Längst ist der Markt um die Heizungsbranche herum in Bewegung geraten. So plant ABB in Allianz mit DuPont den Einsatz einer Demonstrationsanlage mit rund 5 kW Leistung auf PEM-Basis noch für diesen Sommer. Auch Siemens, eigentlich auf den Leistungsbereich 250 kW bis 10 MW konzentriert, will bis 2003 eine 5-kW-Anlage entwickeln. Die Heingas-Tochter HGC Hamburg Gas Consult hat im Laufe der letzten drei Jahre bereits neun Funktionstestanlagen (Alpha-Units) mit je 3 kWel und 8 kWth auf PEM-Basis gefertigt und bei Energieversorgern wie E.on, Wingas, Essent Energie (NL) oder EdF (F) realen Betriebsbedingungen ausgesetzt. „Nur durch das Engagement der Partner aus der Energiewirtschaft, mit denen diese Anlagen erprobt wurden, ist es gelungen, das Interesse der Genehmigungsbehörden und Verbände auf die Brennstoffzelle als Ersatz für die Kesselanlage zu lenken“, so Marketing-Leiter Guido Gummert. Beim DVGW sei ein Arbeitskreis gegründet worden, der im September 2000 mit der VP 119 die weltweit erste technische BZH-Regelung erlassen hat. Damit verfügten die Deutschen auch innerhalb der EU über die Führung beim Umgang mit der Brennstoffzellentechnik.
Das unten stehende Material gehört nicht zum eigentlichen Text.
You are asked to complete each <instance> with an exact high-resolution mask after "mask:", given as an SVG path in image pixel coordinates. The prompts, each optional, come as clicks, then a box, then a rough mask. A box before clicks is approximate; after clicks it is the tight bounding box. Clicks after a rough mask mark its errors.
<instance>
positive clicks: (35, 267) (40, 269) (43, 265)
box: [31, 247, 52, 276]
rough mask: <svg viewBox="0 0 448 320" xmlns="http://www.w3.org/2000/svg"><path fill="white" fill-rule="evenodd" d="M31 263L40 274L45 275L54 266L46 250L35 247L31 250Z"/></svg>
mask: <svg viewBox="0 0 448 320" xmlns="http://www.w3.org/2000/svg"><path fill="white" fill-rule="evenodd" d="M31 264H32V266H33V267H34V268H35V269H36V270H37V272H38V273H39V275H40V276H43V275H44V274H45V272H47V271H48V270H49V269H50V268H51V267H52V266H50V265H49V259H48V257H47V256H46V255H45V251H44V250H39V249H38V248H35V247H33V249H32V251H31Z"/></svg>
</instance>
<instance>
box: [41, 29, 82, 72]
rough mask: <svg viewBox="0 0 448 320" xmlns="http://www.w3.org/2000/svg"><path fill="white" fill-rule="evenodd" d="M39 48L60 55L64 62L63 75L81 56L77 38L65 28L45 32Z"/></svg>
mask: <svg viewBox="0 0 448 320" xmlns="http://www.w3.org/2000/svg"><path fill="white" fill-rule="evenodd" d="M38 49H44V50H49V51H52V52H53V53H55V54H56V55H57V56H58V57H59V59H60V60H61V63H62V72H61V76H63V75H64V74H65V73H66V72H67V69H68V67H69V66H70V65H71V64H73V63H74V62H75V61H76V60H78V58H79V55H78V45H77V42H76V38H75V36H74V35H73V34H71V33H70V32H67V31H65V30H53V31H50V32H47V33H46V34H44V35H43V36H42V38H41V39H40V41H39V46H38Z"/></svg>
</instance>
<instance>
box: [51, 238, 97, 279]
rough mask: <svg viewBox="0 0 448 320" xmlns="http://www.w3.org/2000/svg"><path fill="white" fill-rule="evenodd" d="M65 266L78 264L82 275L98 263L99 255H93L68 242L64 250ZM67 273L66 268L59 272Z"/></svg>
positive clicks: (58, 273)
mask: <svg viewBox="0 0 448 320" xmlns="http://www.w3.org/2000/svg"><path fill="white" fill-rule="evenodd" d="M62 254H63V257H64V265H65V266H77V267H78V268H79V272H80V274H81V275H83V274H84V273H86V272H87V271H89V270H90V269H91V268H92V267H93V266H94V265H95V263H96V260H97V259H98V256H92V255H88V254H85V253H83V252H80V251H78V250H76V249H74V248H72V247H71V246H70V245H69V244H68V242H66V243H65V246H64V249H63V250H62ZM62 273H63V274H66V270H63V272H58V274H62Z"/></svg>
Für die weitere Entwicklung, Fertigung und Vermarktung des BZH hat HGC die European Fuel Cell (EFC) gegründet. Sie präsentierte auf der Hannover Messe die erste Feldtestanlage (Beta-Zero), mit 1,5 kWel und 8 kWth für den Betrieb im Einfamilienhaus entwickelt. Die Anlagensteuerung ist laut Gummert bereits so konstruiert, dass auch der Einsatz in einem virtuellen Kraftwerksverbund möglich ist. Etwa 100 Feldtestanlagen sollen ab Mitte 2002 an Kunden ausgeliefert werden. Die Installation führt bereits der Fachhandwerker vor Ort durch. Serienfertigung ist für Anfang 2004 geplant.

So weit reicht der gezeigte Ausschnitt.